Du côté des partenaires sociaux, l'USS a, en écho à la grève des femmes, présenté ses revendications en faveur des femmes. Alertée par la hausse du travail temporaire durant les 30 dernières années, elle a réclamé des conditions de travail identiques pour tous les travailleurs, indépendamment de leur statut. En septembre, elle a exigé une augmentation générale des salaires de 2%. Quelques mois plus tard, d'autres demandes foisonnaient de la part des syndicats. L'UPS s'est opposée à la plupart des doléances et a proposé ses propres solutions. Toutefois, grâce à l'entente des patrons et des syndicats en marge du centenaire de l'OIT, la Suisse a pu être retirée de la liste noire des pays violant la Convention en matière de protection contre les licenciements antisyndicaux.

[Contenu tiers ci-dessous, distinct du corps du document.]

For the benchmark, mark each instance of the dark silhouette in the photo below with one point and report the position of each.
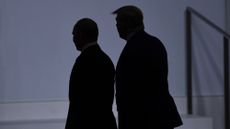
(91, 86)
(142, 95)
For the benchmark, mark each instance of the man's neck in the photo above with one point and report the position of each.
(88, 45)
(134, 32)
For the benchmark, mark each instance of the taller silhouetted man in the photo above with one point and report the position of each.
(142, 95)
(91, 86)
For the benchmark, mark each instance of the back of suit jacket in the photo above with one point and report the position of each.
(91, 91)
(141, 85)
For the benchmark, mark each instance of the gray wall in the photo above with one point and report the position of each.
(37, 53)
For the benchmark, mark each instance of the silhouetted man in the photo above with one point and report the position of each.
(142, 95)
(91, 86)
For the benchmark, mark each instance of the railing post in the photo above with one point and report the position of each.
(226, 83)
(189, 61)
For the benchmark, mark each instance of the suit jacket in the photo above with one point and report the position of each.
(142, 95)
(91, 91)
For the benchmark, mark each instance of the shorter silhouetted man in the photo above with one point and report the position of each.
(91, 86)
(143, 98)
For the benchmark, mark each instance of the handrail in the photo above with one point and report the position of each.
(189, 12)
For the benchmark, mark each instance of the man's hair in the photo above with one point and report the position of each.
(131, 15)
(87, 27)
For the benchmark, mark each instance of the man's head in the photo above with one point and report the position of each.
(129, 19)
(85, 31)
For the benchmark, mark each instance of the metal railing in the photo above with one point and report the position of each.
(188, 19)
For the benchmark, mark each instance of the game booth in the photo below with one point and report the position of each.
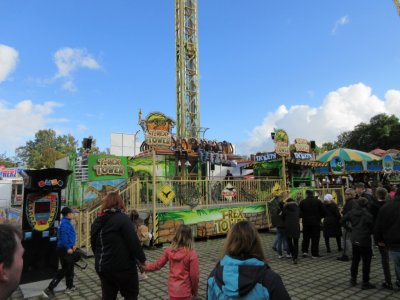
(40, 219)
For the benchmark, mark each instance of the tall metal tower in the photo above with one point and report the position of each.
(187, 69)
(397, 3)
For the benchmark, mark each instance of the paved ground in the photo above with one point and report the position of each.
(323, 278)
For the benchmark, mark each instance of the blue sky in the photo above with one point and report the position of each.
(314, 68)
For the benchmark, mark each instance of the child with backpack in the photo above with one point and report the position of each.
(183, 277)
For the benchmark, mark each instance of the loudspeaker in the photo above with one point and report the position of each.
(87, 143)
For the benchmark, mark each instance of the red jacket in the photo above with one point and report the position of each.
(183, 277)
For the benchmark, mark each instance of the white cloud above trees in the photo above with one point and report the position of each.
(8, 61)
(341, 110)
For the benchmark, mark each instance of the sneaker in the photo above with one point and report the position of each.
(48, 294)
(353, 281)
(70, 290)
(343, 258)
(387, 285)
(367, 286)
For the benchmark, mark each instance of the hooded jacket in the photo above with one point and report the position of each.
(183, 277)
(361, 226)
(312, 211)
(387, 227)
(66, 234)
(291, 219)
(246, 279)
(114, 242)
(331, 224)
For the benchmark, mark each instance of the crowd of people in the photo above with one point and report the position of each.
(367, 219)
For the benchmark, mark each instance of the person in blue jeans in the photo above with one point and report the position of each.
(387, 231)
(66, 237)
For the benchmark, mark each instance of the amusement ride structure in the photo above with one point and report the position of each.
(187, 70)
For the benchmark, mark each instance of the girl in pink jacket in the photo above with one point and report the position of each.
(183, 277)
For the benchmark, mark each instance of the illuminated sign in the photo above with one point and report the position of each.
(107, 167)
(158, 138)
(266, 157)
(302, 156)
(301, 145)
(157, 128)
(50, 182)
(229, 218)
(41, 210)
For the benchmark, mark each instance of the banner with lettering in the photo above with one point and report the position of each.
(218, 220)
(107, 167)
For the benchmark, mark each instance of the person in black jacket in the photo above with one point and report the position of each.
(361, 229)
(116, 249)
(275, 207)
(350, 195)
(387, 231)
(311, 211)
(291, 221)
(331, 225)
(377, 203)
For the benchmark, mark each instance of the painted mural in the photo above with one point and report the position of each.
(97, 190)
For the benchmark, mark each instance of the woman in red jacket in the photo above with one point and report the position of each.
(183, 277)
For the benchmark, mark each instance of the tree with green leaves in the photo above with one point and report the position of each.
(383, 131)
(46, 148)
(7, 161)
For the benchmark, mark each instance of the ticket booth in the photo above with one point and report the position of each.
(40, 219)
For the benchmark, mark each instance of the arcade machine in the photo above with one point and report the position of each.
(40, 218)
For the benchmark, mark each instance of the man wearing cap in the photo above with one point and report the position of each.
(66, 237)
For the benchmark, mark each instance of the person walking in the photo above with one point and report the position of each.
(387, 231)
(377, 203)
(311, 211)
(331, 223)
(11, 259)
(291, 221)
(66, 238)
(243, 273)
(279, 245)
(183, 277)
(361, 229)
(116, 249)
(349, 195)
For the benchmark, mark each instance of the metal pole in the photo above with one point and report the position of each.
(134, 142)
(284, 173)
(154, 190)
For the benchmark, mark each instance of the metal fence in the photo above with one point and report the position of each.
(172, 194)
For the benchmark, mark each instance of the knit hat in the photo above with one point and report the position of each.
(66, 210)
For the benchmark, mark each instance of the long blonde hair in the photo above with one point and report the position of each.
(183, 238)
(243, 241)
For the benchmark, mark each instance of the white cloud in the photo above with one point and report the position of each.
(21, 122)
(82, 127)
(340, 111)
(341, 22)
(68, 61)
(8, 61)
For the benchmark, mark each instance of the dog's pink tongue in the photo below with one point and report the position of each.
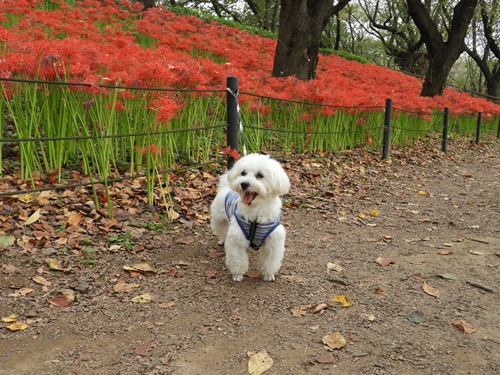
(248, 198)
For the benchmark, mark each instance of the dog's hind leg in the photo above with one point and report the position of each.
(271, 255)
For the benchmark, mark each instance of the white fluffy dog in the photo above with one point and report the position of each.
(246, 213)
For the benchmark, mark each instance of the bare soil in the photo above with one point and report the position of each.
(437, 215)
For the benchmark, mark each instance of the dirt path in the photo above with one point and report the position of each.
(346, 213)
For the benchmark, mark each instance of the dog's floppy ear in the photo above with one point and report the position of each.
(282, 182)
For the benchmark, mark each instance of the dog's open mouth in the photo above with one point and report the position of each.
(249, 197)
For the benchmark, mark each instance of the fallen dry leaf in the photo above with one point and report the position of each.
(17, 326)
(22, 292)
(26, 198)
(299, 311)
(367, 316)
(385, 261)
(141, 267)
(41, 280)
(122, 286)
(9, 319)
(259, 362)
(319, 307)
(293, 278)
(143, 349)
(34, 217)
(333, 266)
(464, 326)
(210, 273)
(143, 298)
(75, 219)
(61, 300)
(430, 290)
(445, 252)
(475, 252)
(324, 358)
(344, 300)
(7, 241)
(334, 341)
(53, 264)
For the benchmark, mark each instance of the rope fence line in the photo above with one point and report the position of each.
(234, 126)
(108, 181)
(133, 135)
(309, 103)
(310, 132)
(133, 88)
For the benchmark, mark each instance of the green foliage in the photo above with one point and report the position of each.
(345, 55)
(185, 11)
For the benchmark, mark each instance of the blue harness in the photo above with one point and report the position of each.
(254, 232)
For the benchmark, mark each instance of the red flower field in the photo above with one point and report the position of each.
(99, 42)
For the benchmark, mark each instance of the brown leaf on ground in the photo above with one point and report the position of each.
(122, 287)
(143, 349)
(464, 326)
(342, 299)
(61, 300)
(385, 261)
(259, 362)
(445, 252)
(325, 358)
(320, 307)
(299, 311)
(41, 280)
(430, 290)
(334, 341)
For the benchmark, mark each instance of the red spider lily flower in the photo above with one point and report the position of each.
(165, 109)
(117, 105)
(232, 152)
(152, 149)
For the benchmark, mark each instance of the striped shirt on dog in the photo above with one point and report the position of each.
(254, 232)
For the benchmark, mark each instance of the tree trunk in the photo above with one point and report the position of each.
(493, 88)
(442, 54)
(299, 36)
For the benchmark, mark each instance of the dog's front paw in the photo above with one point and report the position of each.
(268, 277)
(237, 277)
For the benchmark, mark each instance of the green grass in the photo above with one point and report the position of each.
(115, 133)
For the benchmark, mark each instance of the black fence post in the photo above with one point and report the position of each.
(444, 146)
(387, 129)
(498, 130)
(478, 128)
(232, 116)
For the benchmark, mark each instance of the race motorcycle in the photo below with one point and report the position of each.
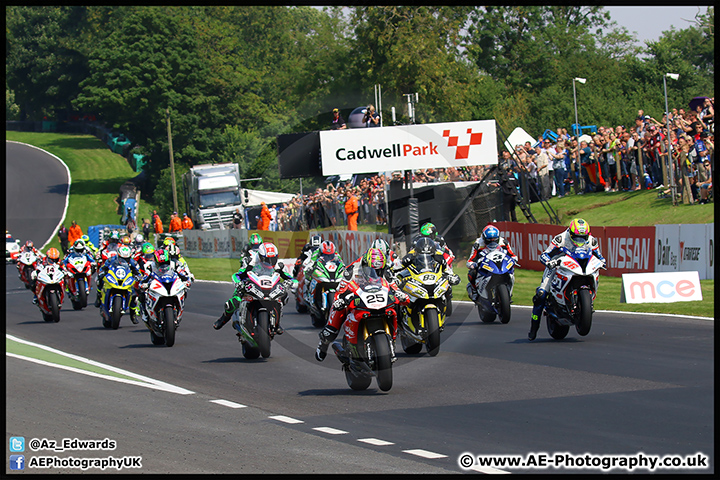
(367, 348)
(164, 305)
(49, 289)
(494, 284)
(572, 292)
(265, 294)
(324, 280)
(116, 295)
(79, 271)
(26, 264)
(424, 318)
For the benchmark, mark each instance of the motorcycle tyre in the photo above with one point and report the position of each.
(156, 340)
(251, 353)
(432, 324)
(356, 382)
(383, 362)
(557, 331)
(409, 347)
(317, 321)
(116, 312)
(504, 300)
(486, 317)
(82, 293)
(54, 306)
(585, 323)
(169, 326)
(262, 333)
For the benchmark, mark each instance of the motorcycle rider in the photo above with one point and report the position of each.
(266, 256)
(51, 258)
(576, 235)
(489, 236)
(124, 259)
(161, 260)
(374, 258)
(327, 253)
(306, 252)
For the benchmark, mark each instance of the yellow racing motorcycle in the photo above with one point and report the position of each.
(423, 319)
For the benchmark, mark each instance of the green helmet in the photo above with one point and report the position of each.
(428, 230)
(148, 248)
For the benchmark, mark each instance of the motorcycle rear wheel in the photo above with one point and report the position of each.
(383, 363)
(585, 323)
(169, 325)
(432, 323)
(262, 333)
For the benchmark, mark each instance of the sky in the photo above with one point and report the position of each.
(650, 21)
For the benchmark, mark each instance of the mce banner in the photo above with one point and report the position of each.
(408, 147)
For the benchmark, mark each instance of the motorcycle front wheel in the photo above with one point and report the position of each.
(432, 323)
(169, 326)
(262, 333)
(504, 303)
(585, 317)
(380, 347)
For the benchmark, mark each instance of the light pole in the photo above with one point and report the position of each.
(578, 132)
(671, 165)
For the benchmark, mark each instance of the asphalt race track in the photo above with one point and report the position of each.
(637, 387)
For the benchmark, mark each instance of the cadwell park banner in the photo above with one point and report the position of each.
(408, 147)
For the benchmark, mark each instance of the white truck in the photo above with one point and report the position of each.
(212, 193)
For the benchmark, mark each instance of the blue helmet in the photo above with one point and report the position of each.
(491, 234)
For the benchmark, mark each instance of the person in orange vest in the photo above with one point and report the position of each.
(158, 224)
(187, 223)
(175, 224)
(351, 209)
(265, 217)
(74, 233)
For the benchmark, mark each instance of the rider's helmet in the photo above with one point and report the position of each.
(162, 258)
(268, 254)
(579, 232)
(54, 255)
(327, 248)
(491, 234)
(255, 241)
(382, 245)
(315, 241)
(148, 251)
(124, 252)
(428, 230)
(425, 245)
(374, 258)
(79, 246)
(173, 251)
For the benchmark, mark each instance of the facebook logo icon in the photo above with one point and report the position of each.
(17, 444)
(17, 462)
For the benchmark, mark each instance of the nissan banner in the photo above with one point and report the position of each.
(408, 147)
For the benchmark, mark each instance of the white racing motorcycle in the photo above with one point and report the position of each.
(572, 292)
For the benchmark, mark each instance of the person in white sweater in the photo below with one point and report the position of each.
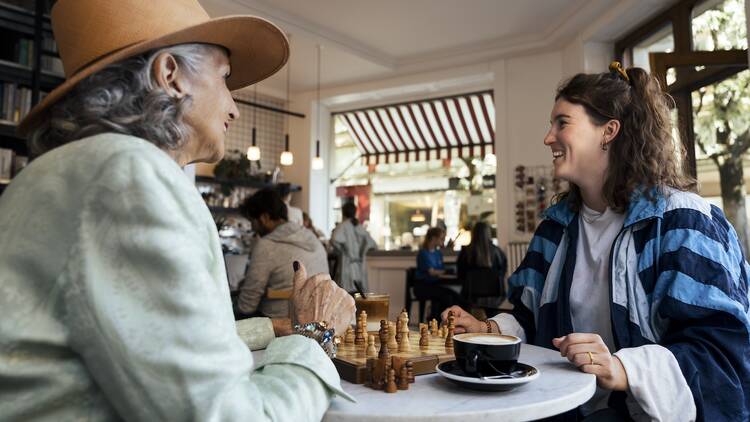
(280, 242)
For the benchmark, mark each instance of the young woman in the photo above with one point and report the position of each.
(633, 277)
(429, 269)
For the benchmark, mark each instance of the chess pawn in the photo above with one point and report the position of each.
(392, 343)
(390, 385)
(361, 329)
(403, 379)
(424, 339)
(403, 344)
(349, 336)
(383, 334)
(371, 352)
(451, 330)
(410, 370)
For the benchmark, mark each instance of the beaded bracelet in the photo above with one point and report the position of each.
(319, 332)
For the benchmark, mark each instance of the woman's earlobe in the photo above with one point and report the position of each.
(167, 75)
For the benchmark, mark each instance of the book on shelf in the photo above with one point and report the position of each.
(11, 164)
(16, 102)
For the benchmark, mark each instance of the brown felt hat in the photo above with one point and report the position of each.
(92, 34)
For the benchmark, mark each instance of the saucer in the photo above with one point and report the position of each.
(521, 373)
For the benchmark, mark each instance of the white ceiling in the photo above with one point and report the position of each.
(365, 40)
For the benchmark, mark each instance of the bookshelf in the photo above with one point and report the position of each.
(29, 68)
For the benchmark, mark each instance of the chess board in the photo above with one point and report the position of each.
(351, 360)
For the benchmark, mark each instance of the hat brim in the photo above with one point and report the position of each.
(257, 49)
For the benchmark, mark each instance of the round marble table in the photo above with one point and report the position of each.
(559, 388)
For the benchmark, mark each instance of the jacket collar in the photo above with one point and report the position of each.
(642, 207)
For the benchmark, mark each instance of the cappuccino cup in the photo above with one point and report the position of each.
(485, 354)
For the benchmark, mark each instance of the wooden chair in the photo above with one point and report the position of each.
(282, 294)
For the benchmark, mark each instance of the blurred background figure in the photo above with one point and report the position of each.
(350, 242)
(478, 257)
(281, 242)
(308, 224)
(294, 214)
(430, 270)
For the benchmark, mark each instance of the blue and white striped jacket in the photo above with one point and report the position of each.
(678, 278)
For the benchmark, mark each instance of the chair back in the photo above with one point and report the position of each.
(482, 282)
(282, 294)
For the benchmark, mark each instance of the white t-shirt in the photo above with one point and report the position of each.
(589, 289)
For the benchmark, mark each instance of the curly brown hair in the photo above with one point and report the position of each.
(643, 155)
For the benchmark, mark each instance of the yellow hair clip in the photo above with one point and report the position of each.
(616, 67)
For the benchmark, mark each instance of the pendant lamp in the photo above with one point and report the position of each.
(317, 163)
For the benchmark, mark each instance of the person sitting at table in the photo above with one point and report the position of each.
(350, 242)
(294, 214)
(631, 275)
(430, 268)
(114, 296)
(280, 242)
(482, 253)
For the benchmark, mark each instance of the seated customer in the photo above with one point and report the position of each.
(481, 253)
(294, 214)
(281, 242)
(429, 269)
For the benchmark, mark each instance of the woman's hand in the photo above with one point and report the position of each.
(464, 321)
(589, 353)
(319, 298)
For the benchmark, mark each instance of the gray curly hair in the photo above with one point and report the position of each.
(124, 98)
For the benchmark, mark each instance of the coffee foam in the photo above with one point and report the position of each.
(486, 339)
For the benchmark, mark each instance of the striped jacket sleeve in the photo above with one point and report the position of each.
(527, 282)
(701, 289)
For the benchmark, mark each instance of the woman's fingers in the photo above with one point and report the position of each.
(457, 312)
(564, 342)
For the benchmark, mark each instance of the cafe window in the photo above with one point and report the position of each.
(412, 166)
(706, 75)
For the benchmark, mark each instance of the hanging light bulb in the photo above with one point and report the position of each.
(253, 152)
(317, 163)
(287, 159)
(417, 217)
(490, 160)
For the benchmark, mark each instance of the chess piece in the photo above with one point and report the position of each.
(451, 330)
(349, 337)
(361, 331)
(370, 366)
(424, 339)
(383, 334)
(403, 379)
(403, 344)
(371, 350)
(392, 343)
(390, 385)
(410, 370)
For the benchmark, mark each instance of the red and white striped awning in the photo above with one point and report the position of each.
(447, 127)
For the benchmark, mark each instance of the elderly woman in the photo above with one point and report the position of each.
(113, 289)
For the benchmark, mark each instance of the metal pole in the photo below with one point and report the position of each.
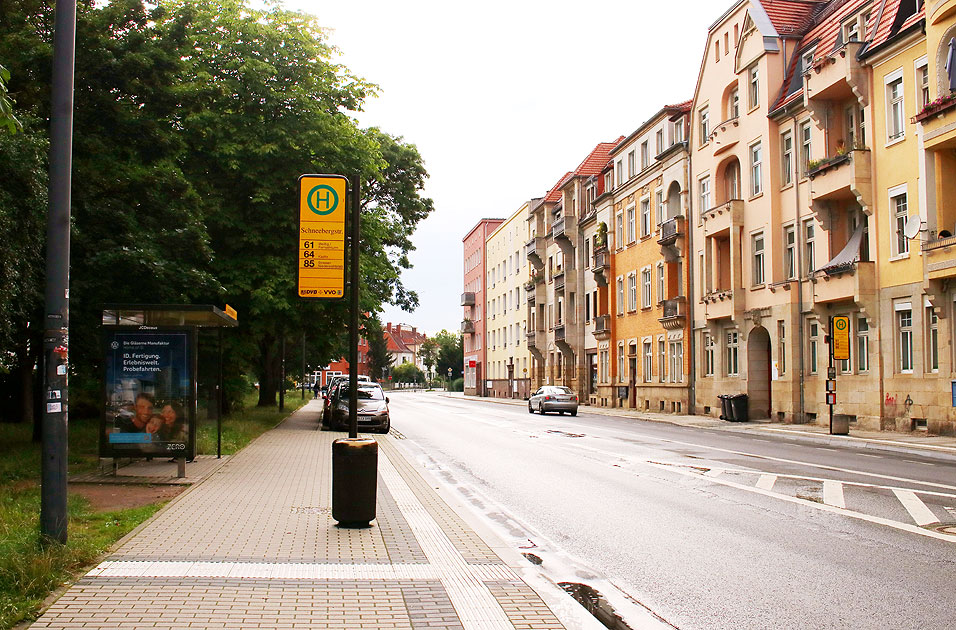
(219, 405)
(354, 306)
(53, 468)
(282, 371)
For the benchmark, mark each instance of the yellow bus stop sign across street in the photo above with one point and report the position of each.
(322, 213)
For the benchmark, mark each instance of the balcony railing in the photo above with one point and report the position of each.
(674, 314)
(602, 327)
(670, 230)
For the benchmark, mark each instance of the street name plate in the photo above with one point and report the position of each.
(841, 338)
(322, 213)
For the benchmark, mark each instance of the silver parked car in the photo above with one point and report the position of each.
(553, 398)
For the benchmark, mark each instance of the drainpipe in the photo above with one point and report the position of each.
(690, 257)
(801, 244)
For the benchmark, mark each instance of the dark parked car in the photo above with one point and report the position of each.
(372, 408)
(553, 398)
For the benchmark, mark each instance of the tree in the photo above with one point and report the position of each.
(450, 353)
(379, 358)
(428, 351)
(407, 373)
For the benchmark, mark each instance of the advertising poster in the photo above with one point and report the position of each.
(149, 393)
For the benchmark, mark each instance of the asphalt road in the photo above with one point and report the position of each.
(708, 529)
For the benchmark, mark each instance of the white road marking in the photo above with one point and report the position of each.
(833, 493)
(906, 527)
(766, 482)
(917, 509)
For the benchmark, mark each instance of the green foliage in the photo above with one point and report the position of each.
(407, 373)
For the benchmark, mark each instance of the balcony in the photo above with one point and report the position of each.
(856, 282)
(843, 177)
(602, 327)
(534, 250)
(719, 304)
(675, 314)
(837, 77)
(723, 217)
(725, 135)
(939, 258)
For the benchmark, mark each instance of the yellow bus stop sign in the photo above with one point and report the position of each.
(322, 213)
(841, 338)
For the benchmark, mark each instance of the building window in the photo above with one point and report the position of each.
(862, 344)
(894, 109)
(620, 295)
(704, 186)
(754, 87)
(790, 252)
(904, 336)
(661, 361)
(756, 168)
(660, 282)
(805, 148)
(932, 339)
(781, 348)
(677, 361)
(898, 208)
(809, 232)
(631, 292)
(621, 374)
(732, 338)
(786, 150)
(757, 246)
(922, 84)
(646, 287)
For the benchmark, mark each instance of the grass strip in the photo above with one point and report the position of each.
(30, 570)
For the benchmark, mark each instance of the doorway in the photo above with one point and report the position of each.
(758, 373)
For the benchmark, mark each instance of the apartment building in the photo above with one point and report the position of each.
(508, 358)
(934, 88)
(556, 250)
(473, 325)
(649, 249)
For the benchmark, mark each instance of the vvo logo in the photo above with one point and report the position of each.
(323, 200)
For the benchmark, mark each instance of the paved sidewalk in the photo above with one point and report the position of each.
(254, 546)
(941, 447)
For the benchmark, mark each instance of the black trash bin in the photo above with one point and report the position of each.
(726, 410)
(738, 403)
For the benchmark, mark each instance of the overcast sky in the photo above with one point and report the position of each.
(502, 98)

Sans s'accorder, les représentants des travailleurs et des employeurs ont discuté de l'accord-cadre institutionnel dans une bonne atmosphère. Le Syndicat suisse des services publics (SSP) a entre autre déploré le jugement du Tribunal fédéral relatif au cas du licenciement des grévistes de l'hôpital de la Providence, selon lequel la grève n'avait pas respecté les critères de licéité du droit de grève. La Cour européenne des droits de l'homme (CEDH) a été sollicitée.

Le thème du marché du travail a particulièrement résonné dans les médias, durant les mois de mai et juin (3.9% et 2.94% des articles de presse). La place des femmes sur le marché du travail, les revendications syndicales, l'inscription de la Suisse sur la liste noire de l'OIT et, les interventions parlementaires traitées lors des sessions de mai et de juin ont fait couler beaucoup d'encre.